Why does the optimizer choose nested loops over merge joins here?

https://dba.stackexchange.com/questions/188448

09-10-2020
|

Question

I have 3 tables. #a is main one and two secondary tables, #b and #c.

create table #a (a int not null, primary key (a asc)) ;
create table #b (b int not null, primary key (b asc)) ;
create table #c (c int not null, primary key (c asc)) ;

insert into #a (a)
select x*10 + y
from (values(0),(1),(2),(3),(4),(5),(6),(7),(8),(9))x(x)
cross join (values(0),(1),(2),(3),(4),(5),(6),(7),(8),(9))y(y) ;

insert into #b (b)
select a from #a where a % 5 > 0 ;

insert into #c (c)
select a from #a where a % 4 > 0 ;

If I join main table #a with only one secondary table, there will be Merge Join in query plan.

select *
from #a a
inner join #b b on a = b ;

But if I join main table #a with both secondary tables, there will be only Nested Loops.

select *
from #a a
inner join #b b on a = b
inner join #c c on a = c ;

Why does it work like that and what should I do to get two Merge Joins?

Without inner merge join hint.

Solution

Why does it work like that and what should I do to get two Merge Joins?

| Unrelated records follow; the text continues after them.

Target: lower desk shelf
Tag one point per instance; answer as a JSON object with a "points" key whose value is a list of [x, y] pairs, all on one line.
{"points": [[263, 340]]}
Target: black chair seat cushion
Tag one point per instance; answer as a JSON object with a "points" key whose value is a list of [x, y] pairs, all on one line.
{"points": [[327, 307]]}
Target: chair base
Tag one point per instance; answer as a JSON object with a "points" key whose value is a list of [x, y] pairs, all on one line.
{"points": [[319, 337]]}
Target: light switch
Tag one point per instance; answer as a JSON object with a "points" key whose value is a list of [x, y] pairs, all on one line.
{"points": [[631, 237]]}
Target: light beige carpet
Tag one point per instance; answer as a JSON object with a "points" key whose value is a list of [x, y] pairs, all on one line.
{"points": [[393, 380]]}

With three table references (the minimum required), the query qualifies for the Transaction Processing (aka search 0) stage of cost-based optimization.

This stage is aimed at OLTP queries, which normally benefit from a navigational (index-based) strategy. Nested Loops Join is the main physical join type available (hash and merge are only considered if no valid nested loops plan can be found in this stage).

If this stage finds a low cost (good enough) plan, cost-based optimization stops there. This prevents spending more time in optimization that we can expect to save over the best solution found so far. If the cost exceeds a threshold, the optimizer moves on to the Quick Plan (search 1), parallel Quick Plan, and Full Optimization (search 2) phases.

The query with two table references did not qualify for Transaction Processing, and went straight into Quick Plan, where Merge and Hash joins are available.

See my Query Optimizer Deep Dive series for more information.

Without inner merge join hint.

If you absolutely must hint a physical join type, strongly prefer OPTION (MERGE JOIN). This allows the optimizer to still consider changing the join order.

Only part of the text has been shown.